# An Introduction to SageMaker Neural Topic Model (V3)

***Unsupervised representation learning and topic extraction using Neural Topic Model***

**This notebook has been migrated to SageMaker Python SDK V3**

1. [Introduction](#Introduction)
1. [Data Preparation](#Data-Preparation)
1. [Model Training](#Model-Training)
1. [Model Hosting and Inference](#Model-Hosting-and-Inference)
1. [Model Exploration](#Model-Exploration)


---
# Introduction

Amazon SageMaker Neural Topic Model (NTM) is an unsupervised learning algorithm that attempts to describe a set of observations as a mixture of distinct categories.
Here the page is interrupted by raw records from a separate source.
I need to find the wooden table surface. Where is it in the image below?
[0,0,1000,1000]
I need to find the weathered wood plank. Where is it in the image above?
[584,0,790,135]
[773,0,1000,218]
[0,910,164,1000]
NTM is most commonly used to discover a user-specified number of topics shared by documents within a text corpus. Here each observation is a document, the features are the presence (or occurrence count) of each word, and the categories are the topics. Since the method is unsupervised, the topics are not specified upfront and are not guaranteed to align with how a human may naturally categorize documents. The topics are learned as a probability distribution over the words that occur in each document. Each document, in turn, is described as a mixture of topics. 

In this notebook, we will use the Amazon SageMaker NTM algorithm to train a model on the [20NewsGroups](https://archive.ics.uci.edu/ml/datasets/Twenty+Newsgroups) data set. This data set has been widely used as a topic modeling benchmark. 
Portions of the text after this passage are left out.